Stubin enjoys the sport not only because it is fun, but also because of the athletic aspect.

Junior Everett Stubin is an avid rock climber. Recently, he went to Chattanooga, TN on a rock climbing trip. (Everett Stubin)

“Rock climbing is like fitness but cheating,” Stubin said. “It’s just something that is so fun and so amazing for your physical health. You get a lot stronger, healthier, and it doesn’t even feel like you are doing any work. 

Matt Parsons, a Clemson graduate, often boulders with Stubin. Bouldering is a form of free climbing, where the climber climbs harder routes shorter than 20 feet. 

“One of the best things about Everett as a climber is that he has a dialed focus, a part of climbing that I have more-or-less ignored over the years in favor of an ‘I’ll just have fun’ approach,” Parsons said. “Meeting him has been a great way to get my act together and work to improve my skill and strength so that I can get some harder sends.”

Stubin also rock climbs with Domerowski, who relishes the puzzle that climbing together can bring.

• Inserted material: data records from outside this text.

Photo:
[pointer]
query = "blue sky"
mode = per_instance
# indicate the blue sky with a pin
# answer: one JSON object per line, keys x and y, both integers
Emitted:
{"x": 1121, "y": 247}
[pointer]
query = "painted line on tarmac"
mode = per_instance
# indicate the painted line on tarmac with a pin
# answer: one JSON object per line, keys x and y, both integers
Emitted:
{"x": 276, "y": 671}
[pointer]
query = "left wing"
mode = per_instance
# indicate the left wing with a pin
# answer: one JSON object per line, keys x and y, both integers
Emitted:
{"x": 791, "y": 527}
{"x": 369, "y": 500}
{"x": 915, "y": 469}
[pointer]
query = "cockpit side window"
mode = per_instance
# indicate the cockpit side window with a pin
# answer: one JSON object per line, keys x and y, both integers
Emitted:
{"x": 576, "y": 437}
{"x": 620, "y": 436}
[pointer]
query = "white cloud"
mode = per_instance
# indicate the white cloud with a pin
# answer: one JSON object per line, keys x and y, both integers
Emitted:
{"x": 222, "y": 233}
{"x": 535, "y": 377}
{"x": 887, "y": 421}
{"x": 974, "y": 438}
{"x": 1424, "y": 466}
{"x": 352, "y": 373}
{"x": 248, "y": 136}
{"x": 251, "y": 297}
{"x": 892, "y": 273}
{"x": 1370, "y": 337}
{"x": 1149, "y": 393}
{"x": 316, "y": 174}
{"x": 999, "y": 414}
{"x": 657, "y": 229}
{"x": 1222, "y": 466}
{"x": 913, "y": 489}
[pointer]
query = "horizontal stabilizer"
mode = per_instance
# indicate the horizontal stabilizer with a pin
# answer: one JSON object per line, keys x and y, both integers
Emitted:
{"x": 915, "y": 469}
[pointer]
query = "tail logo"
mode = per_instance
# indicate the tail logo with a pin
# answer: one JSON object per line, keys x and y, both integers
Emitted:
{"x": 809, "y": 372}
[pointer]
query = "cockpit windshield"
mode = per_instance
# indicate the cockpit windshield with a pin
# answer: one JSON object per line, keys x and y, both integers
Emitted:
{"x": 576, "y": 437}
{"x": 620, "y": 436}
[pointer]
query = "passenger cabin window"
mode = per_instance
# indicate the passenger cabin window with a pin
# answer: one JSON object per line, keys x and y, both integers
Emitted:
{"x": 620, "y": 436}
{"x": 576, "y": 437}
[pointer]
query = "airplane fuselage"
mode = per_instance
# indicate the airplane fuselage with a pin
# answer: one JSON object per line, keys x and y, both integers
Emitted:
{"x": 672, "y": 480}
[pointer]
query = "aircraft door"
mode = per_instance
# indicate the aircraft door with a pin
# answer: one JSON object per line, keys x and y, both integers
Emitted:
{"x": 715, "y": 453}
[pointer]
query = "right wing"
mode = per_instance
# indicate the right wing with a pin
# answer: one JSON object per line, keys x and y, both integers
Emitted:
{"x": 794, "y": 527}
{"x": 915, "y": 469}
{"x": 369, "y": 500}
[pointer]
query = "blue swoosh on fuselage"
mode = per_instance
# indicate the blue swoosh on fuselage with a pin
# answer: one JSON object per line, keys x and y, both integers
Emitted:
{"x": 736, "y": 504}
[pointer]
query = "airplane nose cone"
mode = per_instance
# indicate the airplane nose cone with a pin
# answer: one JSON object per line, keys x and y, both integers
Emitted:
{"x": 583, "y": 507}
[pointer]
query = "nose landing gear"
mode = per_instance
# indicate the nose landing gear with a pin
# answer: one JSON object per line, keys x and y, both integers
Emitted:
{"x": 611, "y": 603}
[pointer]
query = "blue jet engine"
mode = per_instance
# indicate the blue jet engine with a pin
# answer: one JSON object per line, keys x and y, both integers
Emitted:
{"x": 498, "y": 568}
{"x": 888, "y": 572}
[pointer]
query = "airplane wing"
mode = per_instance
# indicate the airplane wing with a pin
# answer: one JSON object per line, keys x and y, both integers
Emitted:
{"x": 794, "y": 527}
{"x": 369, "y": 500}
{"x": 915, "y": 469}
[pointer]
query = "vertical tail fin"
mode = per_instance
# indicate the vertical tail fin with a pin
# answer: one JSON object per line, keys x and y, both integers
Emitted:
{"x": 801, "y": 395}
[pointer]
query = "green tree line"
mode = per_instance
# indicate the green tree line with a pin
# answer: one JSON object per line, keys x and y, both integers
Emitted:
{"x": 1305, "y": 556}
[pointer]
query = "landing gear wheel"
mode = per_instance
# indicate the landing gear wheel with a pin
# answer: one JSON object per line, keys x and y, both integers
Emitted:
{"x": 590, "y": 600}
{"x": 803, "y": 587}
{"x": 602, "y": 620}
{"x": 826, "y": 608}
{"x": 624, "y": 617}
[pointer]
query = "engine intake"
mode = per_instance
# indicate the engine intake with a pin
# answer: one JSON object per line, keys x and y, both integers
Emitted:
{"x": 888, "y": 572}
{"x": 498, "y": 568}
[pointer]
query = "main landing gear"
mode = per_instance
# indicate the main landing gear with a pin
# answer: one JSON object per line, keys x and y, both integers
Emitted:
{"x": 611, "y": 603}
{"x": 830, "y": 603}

“I enjoy the community that comes alongside rock climbing,” Domerowski said. “For example, when you are trying to figure out how to do a climb with someone else, but they have a different body type and some things work for them but don’t for you. When climbing with Everett, he’s a bit shorter than me, so we have to come up with all sorts of different ways to use our strengths and navigate the climb.”

Though few students have hobbies like woodworking and climbing, Stubin suggests that trying new and unconventional things can be beneficial.

“I think what drives me for both activities is the desire for self improvement,” Stubin said. “They’re both activities where it’s easy to gauge how much progress you’ve made, it’s always apparent in your results.”